Рассмотрим содержание каждого из очерков в том порядке, в котором они представлены в книге.
Очерк I. Методологические различия диалектики познания Канта и Гегеля
Отдавая дань уважения Иммануилу Канту, автор подчеркивает, что в процессе написания данного очерка в фокусе ее внимания было преодоление Георгом Вильгельмом Фридрихом Гегелем «известных слабых звеньев кантианства ради придания завершенности философской системе» [1, с. 5–6], разрабатываемой им самим.
Стоит заметить, что философское учение основоположника классического немецкого идеализма богато идеями, содержание которых вполне заслуженно привлекло внимание других мыслителей, чья реакция в одних случаях явилась по большей части позитивной, в других, что неизбежно, – негативной. Как в том, так и в другом случае кантовские идеи подвергаются критике, подчас в той или иной степени далекой от конструктивности, которую допустимо признать универсальной. Критика этих идей Гегелем продиктована спецификой присущих ему взглядов, нашедших концентрированное выражение в его учении – системе абсолютного идеализма. Будучи конститутивно-самодостаточными применительно к учению И. Канта, обсуждаемые идеи естественным образом оказались чуждыми учению Г.В.Ф. Гегеля. Поэтому гегелевскую критику кантовских идей, осуществлявшуюся в контексте его собственного учения, следует признать локально конструктивной.

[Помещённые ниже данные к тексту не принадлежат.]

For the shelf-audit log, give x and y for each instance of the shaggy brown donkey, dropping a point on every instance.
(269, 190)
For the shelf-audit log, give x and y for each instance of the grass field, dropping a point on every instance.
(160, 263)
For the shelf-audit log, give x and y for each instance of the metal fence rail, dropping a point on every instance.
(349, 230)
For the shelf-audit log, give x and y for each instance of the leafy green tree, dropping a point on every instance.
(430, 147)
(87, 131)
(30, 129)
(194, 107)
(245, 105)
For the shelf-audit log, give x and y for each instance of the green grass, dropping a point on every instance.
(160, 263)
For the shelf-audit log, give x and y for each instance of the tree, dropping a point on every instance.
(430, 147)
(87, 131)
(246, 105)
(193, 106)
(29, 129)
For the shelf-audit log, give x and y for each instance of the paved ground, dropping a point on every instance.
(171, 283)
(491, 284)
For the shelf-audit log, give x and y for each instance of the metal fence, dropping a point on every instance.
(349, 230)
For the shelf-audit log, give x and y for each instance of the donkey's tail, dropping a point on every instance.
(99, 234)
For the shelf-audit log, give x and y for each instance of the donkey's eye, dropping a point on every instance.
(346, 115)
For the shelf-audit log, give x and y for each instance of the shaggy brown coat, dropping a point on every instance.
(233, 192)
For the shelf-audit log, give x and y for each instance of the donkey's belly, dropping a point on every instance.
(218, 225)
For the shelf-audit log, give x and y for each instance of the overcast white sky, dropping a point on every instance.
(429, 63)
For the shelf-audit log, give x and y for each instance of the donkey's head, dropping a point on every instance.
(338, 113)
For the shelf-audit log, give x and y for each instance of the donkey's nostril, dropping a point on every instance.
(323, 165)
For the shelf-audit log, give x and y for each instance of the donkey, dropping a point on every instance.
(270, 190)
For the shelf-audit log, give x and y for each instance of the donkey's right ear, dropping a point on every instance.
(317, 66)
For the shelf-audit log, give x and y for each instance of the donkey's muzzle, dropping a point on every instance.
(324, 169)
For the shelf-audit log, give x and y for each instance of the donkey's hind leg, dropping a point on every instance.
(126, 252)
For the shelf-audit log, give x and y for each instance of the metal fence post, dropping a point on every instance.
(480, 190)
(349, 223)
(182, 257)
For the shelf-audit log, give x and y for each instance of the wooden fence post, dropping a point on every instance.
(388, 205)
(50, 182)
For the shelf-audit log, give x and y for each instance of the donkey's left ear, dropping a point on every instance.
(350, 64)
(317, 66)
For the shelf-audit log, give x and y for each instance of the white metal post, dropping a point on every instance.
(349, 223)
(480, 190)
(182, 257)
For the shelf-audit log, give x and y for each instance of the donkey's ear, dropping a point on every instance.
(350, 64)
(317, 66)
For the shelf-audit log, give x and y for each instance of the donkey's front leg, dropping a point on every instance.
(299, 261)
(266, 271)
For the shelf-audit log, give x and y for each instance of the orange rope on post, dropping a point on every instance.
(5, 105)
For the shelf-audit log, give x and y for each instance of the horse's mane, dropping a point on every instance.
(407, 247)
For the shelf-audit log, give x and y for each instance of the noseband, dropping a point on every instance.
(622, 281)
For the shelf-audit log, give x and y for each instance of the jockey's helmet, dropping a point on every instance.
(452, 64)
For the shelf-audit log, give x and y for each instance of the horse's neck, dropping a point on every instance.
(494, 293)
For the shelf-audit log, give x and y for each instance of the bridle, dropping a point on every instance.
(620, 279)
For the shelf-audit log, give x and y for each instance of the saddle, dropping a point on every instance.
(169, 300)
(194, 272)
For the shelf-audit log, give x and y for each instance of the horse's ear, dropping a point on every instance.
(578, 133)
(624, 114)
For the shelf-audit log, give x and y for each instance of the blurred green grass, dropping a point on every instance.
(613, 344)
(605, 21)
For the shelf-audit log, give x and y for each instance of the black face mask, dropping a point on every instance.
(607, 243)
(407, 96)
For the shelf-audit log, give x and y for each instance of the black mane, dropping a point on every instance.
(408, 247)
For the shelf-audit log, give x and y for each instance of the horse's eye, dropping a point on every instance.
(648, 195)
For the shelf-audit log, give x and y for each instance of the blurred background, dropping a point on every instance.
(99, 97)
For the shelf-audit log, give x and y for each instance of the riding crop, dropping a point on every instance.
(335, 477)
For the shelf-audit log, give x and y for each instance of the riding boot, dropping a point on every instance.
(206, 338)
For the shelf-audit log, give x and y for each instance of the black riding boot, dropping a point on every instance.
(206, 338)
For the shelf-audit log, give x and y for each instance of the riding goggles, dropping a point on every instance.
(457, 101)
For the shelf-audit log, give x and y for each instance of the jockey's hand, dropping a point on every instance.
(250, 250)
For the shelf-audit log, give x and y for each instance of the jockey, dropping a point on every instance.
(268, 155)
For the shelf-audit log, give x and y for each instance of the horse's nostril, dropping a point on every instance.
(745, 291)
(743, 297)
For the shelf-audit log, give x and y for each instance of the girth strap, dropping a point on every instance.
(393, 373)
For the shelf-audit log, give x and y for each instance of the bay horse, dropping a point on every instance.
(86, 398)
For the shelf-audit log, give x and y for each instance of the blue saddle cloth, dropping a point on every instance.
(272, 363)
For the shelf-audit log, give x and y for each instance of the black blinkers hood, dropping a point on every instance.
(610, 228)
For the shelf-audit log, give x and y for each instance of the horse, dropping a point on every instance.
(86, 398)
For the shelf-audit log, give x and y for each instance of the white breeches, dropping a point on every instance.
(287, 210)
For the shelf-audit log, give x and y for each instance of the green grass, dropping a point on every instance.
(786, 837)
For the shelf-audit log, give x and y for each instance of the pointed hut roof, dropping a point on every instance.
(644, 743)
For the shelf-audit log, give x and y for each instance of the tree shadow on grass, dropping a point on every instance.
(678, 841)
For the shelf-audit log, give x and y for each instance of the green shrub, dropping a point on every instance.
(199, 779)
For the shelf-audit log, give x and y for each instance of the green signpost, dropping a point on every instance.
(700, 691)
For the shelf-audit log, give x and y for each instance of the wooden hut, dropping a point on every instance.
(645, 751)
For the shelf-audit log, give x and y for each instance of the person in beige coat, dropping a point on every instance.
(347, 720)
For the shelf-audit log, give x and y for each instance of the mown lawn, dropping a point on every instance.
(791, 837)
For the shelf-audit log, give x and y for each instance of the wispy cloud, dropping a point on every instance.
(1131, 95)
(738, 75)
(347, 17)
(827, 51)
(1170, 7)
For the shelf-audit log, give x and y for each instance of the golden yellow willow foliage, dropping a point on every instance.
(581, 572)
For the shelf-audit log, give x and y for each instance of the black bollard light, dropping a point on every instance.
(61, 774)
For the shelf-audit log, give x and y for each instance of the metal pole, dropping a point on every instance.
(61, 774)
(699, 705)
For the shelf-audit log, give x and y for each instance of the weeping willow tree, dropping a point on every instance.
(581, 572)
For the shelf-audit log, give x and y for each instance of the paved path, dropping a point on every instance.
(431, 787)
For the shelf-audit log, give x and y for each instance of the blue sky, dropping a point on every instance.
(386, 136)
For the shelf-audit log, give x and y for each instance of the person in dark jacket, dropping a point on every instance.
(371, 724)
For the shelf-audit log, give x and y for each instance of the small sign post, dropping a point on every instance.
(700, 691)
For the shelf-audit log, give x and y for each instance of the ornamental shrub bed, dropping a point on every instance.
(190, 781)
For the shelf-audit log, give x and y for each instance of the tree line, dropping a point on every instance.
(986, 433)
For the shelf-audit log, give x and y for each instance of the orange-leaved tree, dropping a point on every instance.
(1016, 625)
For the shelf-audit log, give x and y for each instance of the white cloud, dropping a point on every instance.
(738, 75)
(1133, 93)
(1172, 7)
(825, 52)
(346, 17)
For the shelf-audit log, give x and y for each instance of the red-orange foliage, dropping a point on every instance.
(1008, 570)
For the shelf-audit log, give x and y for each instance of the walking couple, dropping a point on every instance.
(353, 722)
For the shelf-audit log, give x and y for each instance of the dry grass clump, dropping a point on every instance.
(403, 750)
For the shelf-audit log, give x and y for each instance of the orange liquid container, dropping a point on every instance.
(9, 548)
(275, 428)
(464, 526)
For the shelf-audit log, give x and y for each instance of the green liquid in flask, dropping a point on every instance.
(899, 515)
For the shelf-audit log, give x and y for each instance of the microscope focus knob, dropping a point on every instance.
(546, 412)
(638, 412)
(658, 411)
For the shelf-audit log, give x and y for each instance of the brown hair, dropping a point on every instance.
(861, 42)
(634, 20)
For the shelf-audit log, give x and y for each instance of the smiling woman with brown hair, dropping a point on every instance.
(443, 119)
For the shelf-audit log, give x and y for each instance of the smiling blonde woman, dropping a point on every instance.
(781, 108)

Гегель – автор диалектико-логической концепции, согласно которой познание должно происходить на основе объективной диалектики. Двойственность кантианства для него, в своей концепции отождествляющего бытие и мышление, органически неприемлема. Непосредственной мишенью совершаемых им критических усилий явился субъективный идеализм, свойственный Канту в рамках критического периода его творчества. Центром данной мишени выступает субъективно-идеалистическая диалектика Канта.
Диалектика Канта имеет эмпирические корни, которые де-факто играют роль онтологической основы его теоретических (прежде всего гносеологических) построений. Ключевыми элементами понятийно-категориального аппарата этих построений выступают понятия последовательности, сосуществования, чувственности, рассудка, разума, всеобщности и др. Субъект, согласно Канту, не имеет врожденных знаний, однако обладает «набором инструментов, орудий, при помощи которых он познает мир. Пространство, время и категории – основные инструменты познания и его условия» [1, с. 12]. Формы логического для него субъективны, объектная же сфера познавательного процесса разделена им на две группы представлений. Во-первых, это представления о самом себе, относимые к сфере внутреннего чувства. Во-вторых, представления об ассоциированных с внешним чувством материальных предметах, которые непознаваемы по своей сути и в связи с этим обозначаются понятием «трансцендентальный объект». Кроме того, Кант предлагает симптоматичную для его диалектических взглядов трактовку соотношения законов тождества и противоречия, отдавая приоритет первому из них, инициируя тем самым возникновение проблемы «антиномий и отличия рассудка от разума, запутывающегося в противоречиях» [1, с. 14].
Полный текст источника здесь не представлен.